Gezi sonrası, bedava plaja götürüp, üç saat sonra alma olayına kimse yanaşmadı, hostele döndük. Adamlarda hizmette sınır yok. Buraya gelene kadar bu ülkede her harekete ekstra para istenilmesine alıştığımız için hala “acaba?” diyoruz ama adamlar dün gece barı bırakıp gittiler, içen parasını dolaba koysun dediler. Diğer yerler gibi kamera falan da yok.
Burada genç bir eleman çalışıyor, babası Türk’müş. Baba memlekete dönmüş. Bu elemanda sonradan gitmiş, üç ay Türkiye’de kalmış ama alışamamış, Afrika’ya geri dönmüş.
Kredi kartı problemi
Öğleden sonra Matt ile çarşıya gidip balık falan aldık, akşama mangalı yakacaklar, herkes istediğini pişirecek. Burası gerçekten süper bir yer. Alışverişten sonra bahçede ben yazı yazdım, Arzu da minik havuza girdi.
Çarşıdan ufak tefek bir şeyler aldık, kredi kartı çalışmadı. İnternet’ten Garanti Bankasına girip baktım, bir anormallik yok. Şifre almak cep telefonuna kendi sim kartımı takmıştım, öyle kalmıştı. Bir saat sonra bankadan aradılar, kart kopyalandı diye kapatmışlar. Sordukları şeyler benim harcamalarım, açacaklarını söylediler. Problem sanırım, burada, bazı yerlerde şifre olayının çalışmamasından kaynaklanıyor. Bir kaç kere ödemeleri eski usul imza ile yapmıştık. Umarım problem düzelir. Telefonu almadım, sim kartını ise yanıma almaya son anda karar vermiştim. Bu her şeyin cep telefonuna bağlanması olayına hasta oluyorum ama yapacak bir şey yok. İyi ki Arda’nın son anda verdiği telefonu almışım.

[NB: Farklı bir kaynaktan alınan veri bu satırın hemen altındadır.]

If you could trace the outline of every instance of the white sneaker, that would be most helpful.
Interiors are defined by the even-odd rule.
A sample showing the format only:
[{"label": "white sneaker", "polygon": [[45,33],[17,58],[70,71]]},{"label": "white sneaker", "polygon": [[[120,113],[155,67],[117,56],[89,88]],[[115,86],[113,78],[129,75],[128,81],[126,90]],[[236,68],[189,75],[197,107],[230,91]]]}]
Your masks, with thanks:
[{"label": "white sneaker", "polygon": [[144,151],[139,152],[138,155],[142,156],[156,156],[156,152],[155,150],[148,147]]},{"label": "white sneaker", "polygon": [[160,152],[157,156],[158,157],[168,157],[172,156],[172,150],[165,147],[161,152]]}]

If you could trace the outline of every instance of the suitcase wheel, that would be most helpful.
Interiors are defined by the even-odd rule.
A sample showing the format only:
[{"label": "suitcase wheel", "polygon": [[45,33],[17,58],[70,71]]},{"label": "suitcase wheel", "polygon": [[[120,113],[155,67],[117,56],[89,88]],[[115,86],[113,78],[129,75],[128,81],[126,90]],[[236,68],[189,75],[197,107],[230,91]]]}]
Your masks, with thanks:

Para olayını daha çok ATM’lerden hallediyoruz, şu ana kadar bir sorun olmadı. Yalnız para çekilen yerlere dikkat etmek lazım. Geçen, biz de oradayken, bir mola yerinde, yani Shell’in Ultra City’si gibi modern bir tesiste iki Hollandalı para çekerken birileri gelmişler. Hollandalılar şifreyi girdikten sonra bütün paralarını çekmişler, gitmişler, güpegündüz. Olay Consuela’nın yanında olmuş.
Tekne turu
Saat 16’da tekne turuna gittik, bizden başka bir üçüncü yaş Alman grubu daha var. Ama bize biralar serbest. Daryn’dan bir ekstra hizmet daha, iyi ki St. Lucia, Bib’s Backpackers’a gelmişiz. “Coast to coast” rehberine, Baz Bus Stop olmasına rağmen, bu yeri koymamışlar, herhalde bu kadar “free servis” işlerine gelmemiş. Tekneden hippoları, kuşları falan görüyoruz. Özellikle su kartalı muhteşem idi. Tekne ile dibine kadar sokulduk, hiç kıpırdamadan fotoğraf için poz verdi. Biz de devlet buna turistler fotoğraf çeksin diye para mı veriyor diye sorduk. Siyah-beyaz yalıçapkını da güzeldi ama hem hareket eden tekne, hem de uzak ve karanlık yerde olması iyi fotoğraf almamı engelledi.
Akşama barbekü
Akşama mangalımızı yaptık, balıklar biraz tatsızdı ama Arzu’nun sosları onları lezzetli hale getirdi. Özellikle kalamarları müthiş yaptı. Salatalar da cabası, bu arada tüm zeytinyağımız bitti ama değdi. Zeytinyağı bu ülkede acayip pahalı. Geçenlerde, Chintsa’da, konuştuğumuz çift, “tüm salatalara zeytinyağı mı koyuyorsunuz?” diye hayretler içinde soruyorlardı. Bir de gece ölüm korkusu olmadan sokağa çıkma olayına akılları ermemişti. Yemeğe Matt’tan başka Jeffreys Bay ve Chintsa’da karşılaştığımız Fransız çiftte katıldı. Onlar araba kiralamış öyle dolaşıyorlar.
Bugün cuma, Baz Bus, bizi bıraktığı saatte, öğlene doğru geliyor. Buraya gelen tüm ekip Swaziland’a gidiyoruz. Ama orada Baz Bus ya bir gün sonra ya da dört gün. Geçen listeye yanlış bakmışım, Swaziland’da üç gece kalma planları suya düştü, bakalım ne yapacağız. Swaziland başka bir ülke, kapıda vize alacağız. Herkes çok methediyor, bakalım göreceğiz.